A tua carta virou o meu mundo do avesso. Ela dizia tudo aquilo que eu tanto queria ouvir, mas depois de tantos meses a sofrer e a tentar esquecer-te, as palavras pareceram-me irreais. Dentro de mim cresceu um misto de esperança e de medo. Quero acreditar que me amas, mas isso deixa-me um desconforto que nunca pensei sentir. A nossa relação ainda nem sequer começou e eu já tenho medo que ela acabe. O tempo que passei como tua amiga e, sobretudo, aquele durante o qual procurei esquecer-te, deixou marcas demasiado profundas. Depois de muitas horas de um misto de sobressalto, ansiedade e felicidade, adormeço de exaustão. Sonho contigo. Sonho que fazes de mim a mulher mais feliz do mundo, mas o sonho transforma-se num pesadelo quando tu me abandonas. Acordo em sobressalto. Era apenas um sonho! Volto a adormecer e acordo já tarde. É sábado e não tenho de trabalhar. Dedico o resto da manhã a cuidar da casa e à tarde vou dar um passeio, depois de rejeitar todos os convites para sair.
Está uma linda tarde outonal e a luminosidade do rio Tejo ofusca-me. A torrente de luz invade-me a alma, iluminando-a. Apesar dos passantes, o local transmite uma calma que me liberta a mente. Finalmente, consegui colocar os pensamentos em ordem. Leio a tua carta novamente e todos os receios desapareceram. Acredito em ti, porque quero acreditar e porque não existe razão para não o fazer. Sento-me num banco e sonho acordada. Sonho que tu estás a meu lado e que, juntos, admiramos o por-do-sol. Deito a minha cabeça no teu ombro e fecho os olhos. Sinto-me tão feliz e tão leve que flutuo. A voz de uma criança chama-me à realidade. Uma menina toca-me no joelho e oferece-me uma flor. Os pais, dois jovens que empurram um carrinho com o irmão mais novo, sorriem para mim.

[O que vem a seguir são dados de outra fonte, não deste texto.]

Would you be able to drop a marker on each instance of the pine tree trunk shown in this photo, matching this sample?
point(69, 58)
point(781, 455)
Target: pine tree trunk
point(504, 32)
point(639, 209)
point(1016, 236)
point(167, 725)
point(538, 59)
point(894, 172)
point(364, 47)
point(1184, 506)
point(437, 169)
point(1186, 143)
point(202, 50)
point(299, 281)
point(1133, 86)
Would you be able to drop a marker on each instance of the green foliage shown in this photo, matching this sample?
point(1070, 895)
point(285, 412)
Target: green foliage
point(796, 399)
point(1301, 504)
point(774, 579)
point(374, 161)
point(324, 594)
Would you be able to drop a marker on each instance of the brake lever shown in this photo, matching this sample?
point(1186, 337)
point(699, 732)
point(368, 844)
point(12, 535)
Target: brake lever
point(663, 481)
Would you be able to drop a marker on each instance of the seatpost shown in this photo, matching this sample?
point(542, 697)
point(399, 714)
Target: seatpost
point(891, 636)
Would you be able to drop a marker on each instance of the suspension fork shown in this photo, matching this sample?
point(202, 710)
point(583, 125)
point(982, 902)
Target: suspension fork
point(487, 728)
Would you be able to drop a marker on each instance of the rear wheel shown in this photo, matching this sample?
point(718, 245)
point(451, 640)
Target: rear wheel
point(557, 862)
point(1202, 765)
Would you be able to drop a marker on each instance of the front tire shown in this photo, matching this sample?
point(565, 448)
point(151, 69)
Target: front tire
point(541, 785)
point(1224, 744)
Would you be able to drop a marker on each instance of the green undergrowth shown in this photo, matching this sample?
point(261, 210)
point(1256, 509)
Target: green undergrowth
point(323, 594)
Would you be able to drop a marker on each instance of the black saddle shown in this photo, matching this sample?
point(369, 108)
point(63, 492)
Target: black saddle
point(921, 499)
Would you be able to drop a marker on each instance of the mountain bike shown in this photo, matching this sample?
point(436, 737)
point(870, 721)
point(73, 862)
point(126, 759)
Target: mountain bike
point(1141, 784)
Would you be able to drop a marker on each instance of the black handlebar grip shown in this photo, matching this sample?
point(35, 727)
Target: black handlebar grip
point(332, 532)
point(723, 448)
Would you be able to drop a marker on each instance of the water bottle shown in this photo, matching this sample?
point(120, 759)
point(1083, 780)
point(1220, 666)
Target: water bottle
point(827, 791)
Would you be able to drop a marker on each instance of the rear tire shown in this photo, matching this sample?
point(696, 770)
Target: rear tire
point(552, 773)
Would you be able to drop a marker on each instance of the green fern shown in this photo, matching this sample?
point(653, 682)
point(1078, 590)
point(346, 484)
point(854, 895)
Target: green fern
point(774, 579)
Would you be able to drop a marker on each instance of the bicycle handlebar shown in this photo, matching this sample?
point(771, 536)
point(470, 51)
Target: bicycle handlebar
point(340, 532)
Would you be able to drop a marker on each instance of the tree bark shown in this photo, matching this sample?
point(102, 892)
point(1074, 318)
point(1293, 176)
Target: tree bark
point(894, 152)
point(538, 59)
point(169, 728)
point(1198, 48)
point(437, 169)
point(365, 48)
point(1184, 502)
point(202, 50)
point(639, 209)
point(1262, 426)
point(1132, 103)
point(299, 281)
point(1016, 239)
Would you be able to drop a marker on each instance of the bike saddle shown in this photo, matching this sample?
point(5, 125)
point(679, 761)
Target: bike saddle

«É do teu namorado!» Diz a criança.
Emociono-me com o gesto e sobressalto-me com a coincidência. Era como se fosses tu a oferecer-me uma flor. Eu acredito que existe uma razão para tudo e esta oferta é para mim uma mensagem do divino. É Ele a abençoar o nosso amor.
Fecho novamente os olhos e vejo-nos, de mãos dadas, passeando numa praia no meio do bulício de um dia de estio. O sol queima-nos os ombros e a água gela-nos os pés. É uma combinação perfeita. Rodopio à tua volta enquanto tu seguras a minha mão de forma firme mas com um carinho extremo. Sinto que de ti emana um sentimento que me aquece. Algo que começa na minha mão e que rapidamente preenche todo o corpo, deixando-me num estado de torpor delicioso. «Amo-te.» Grito, embora os lábios não emitam qualquer som.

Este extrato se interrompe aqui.